Not ideal. “I don’t want to alarm them. We’re doing this so the newspapers won’t keep treating us like the villains. We need to hide.”

“Fine,” Emily said, looking a bit disappointed.

“And Laura, remember, we have to—”

“Hello,” Laura cheerily greeted a pale patient.

“Stay quiet,” I finished for no one in particular.

“Water,” the patient rasped. He was an older man—thin, graying hair, a thick beard. I crept over to them while Laura poured a glass of water and gave it to the man. He sipped it slowly as I glanced at his chart, wondering what ailed him.

“Thank you, nurse,” he told Laura.

“Oh, we aren’t nurses,” Laura proudly declared. “We are here to cure you.”

The man coughed and hacked loudly at that, answering my question about his condition. Consumption.

When he finally finished coughing, he took a deep breath and fell back onto his pillow. “You’ll cure that?” he asked skeptically.

“Of course. Evelyn can cure anything. She has one of those powers you might have heard of…”

As Laura regaled the patient with everything there was to know about the powers, and some things that were embellished, I took a seat between his bed and the patient to his left, took a breath, and took both their arms.

I held on for a few minutes. The man had a coughing fit in the first minute, and once I was certain that would be his last, I let go. “There, all cured,” I said.

The man chuckled, like we were silly little children. “You two are funnier than the other nurses.”

“Thank you,” I said, not particularly wanting to correct him. Not with so many others to heal. He’d figure it out on his own sooner or later. Or at least a doctor would.

I proceeded to the next two beds along the line and took the hands of both sleeping patients, while Laura struck up a conversation with another one nearby.

“I should like to get a puppy.” Somehow, Laura’s whisper was still carried halfway across the room. “I would let him do whatever he wanted. No rules. He would be the happiest pup in the whole—”

A loud bell interrupted Laura and rang through the hospital nine times. Perhaps that was time for the nurses’ rounds.

Sure enough, after about ten minutes, I felt myself lifted a couple of inches off the ground and shaken silently as Emily’s warning.

“Out the window,” I whispered.

As Laura and I climbed out, Emily held the door to the ward closed tightly against the nurse’s best efforts. The moment we were out of sight, Emily let go, and the nurse burst in, out of breath and perplexed about her strength and the door’s.

With the nurse checking the patients in that ward, we crept over to the next one free of nurses.

“I like this,” Laura whispered louder than most people shouted.

And despite the fact that we were creeping through bushes in the middle of the night like criminals, I had to agree. “Me too.”

We should have done it sooner. There was something simple and uncomplicated about it all. No worries about whether I could trust someone. No doubt about whether I was doing the right thing. Just helping people through a painful night so they could return to their lives in the morning.

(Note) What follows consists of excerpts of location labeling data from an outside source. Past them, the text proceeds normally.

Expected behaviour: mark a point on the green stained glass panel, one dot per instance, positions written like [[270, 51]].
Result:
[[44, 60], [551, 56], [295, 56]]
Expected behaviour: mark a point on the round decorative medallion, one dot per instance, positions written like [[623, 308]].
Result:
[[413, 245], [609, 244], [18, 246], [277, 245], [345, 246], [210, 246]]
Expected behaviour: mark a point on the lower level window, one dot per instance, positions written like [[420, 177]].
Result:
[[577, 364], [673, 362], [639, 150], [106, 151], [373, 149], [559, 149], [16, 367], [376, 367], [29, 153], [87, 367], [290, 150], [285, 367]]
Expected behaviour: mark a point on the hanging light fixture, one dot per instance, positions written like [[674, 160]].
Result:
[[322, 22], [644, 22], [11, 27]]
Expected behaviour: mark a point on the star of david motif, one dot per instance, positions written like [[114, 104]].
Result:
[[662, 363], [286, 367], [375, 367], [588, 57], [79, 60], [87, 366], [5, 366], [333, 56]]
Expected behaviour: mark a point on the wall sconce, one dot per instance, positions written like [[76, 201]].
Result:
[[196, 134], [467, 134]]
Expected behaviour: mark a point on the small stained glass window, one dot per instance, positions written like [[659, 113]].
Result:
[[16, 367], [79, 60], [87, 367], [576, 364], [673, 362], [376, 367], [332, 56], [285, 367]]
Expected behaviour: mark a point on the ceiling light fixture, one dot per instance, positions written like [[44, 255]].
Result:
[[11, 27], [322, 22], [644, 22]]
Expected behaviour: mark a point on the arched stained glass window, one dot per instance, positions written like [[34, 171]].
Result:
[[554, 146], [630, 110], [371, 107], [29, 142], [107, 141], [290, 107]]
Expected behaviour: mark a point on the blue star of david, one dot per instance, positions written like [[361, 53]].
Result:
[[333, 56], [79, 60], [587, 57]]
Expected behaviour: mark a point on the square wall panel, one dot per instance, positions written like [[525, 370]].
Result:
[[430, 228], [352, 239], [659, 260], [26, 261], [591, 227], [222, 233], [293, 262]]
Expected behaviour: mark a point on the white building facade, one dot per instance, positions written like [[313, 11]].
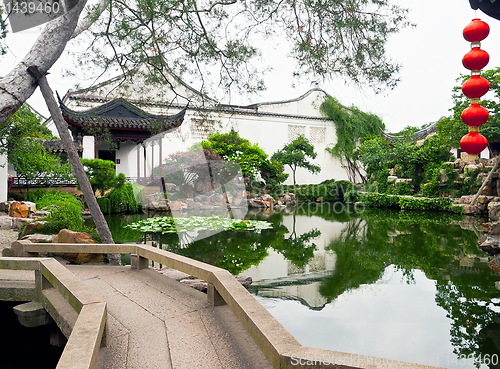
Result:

We slipped into the next ward, a children’s one, which only seemed to be half-filled. I checked one boy’s chart to make sure a nurse had already been in here, and then I proceeded to take his hand, along with the swollen hand of the boy on the other side of me, and started healing.

Laura made several turns about the room, looking for those in the most pain and unable to sleep, keeping them company until I could move on to them.

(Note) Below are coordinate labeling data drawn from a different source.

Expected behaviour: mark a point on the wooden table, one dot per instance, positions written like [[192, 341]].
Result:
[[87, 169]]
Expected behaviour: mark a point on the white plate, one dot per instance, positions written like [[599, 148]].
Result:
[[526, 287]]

We improved the routine smoothly over the course of the night as we realized how many patients the hospital held. Eventually, Emily started floating beds closer to me, while Laura would maneuver the patients’ hands so I could make physical contact with four or five people at once and heal a ward within thirty minutes. We slowly worked our way through, slipping out the windows when the clocks rang out and the nurses did their rounds and circling back when they were done. We tried to find the most severe wards first—the ones with terminally ill or contagious patients. Then we floated up to the first and second floors, finding the wards with patients recovering from surgery and non-life-threatening ailments.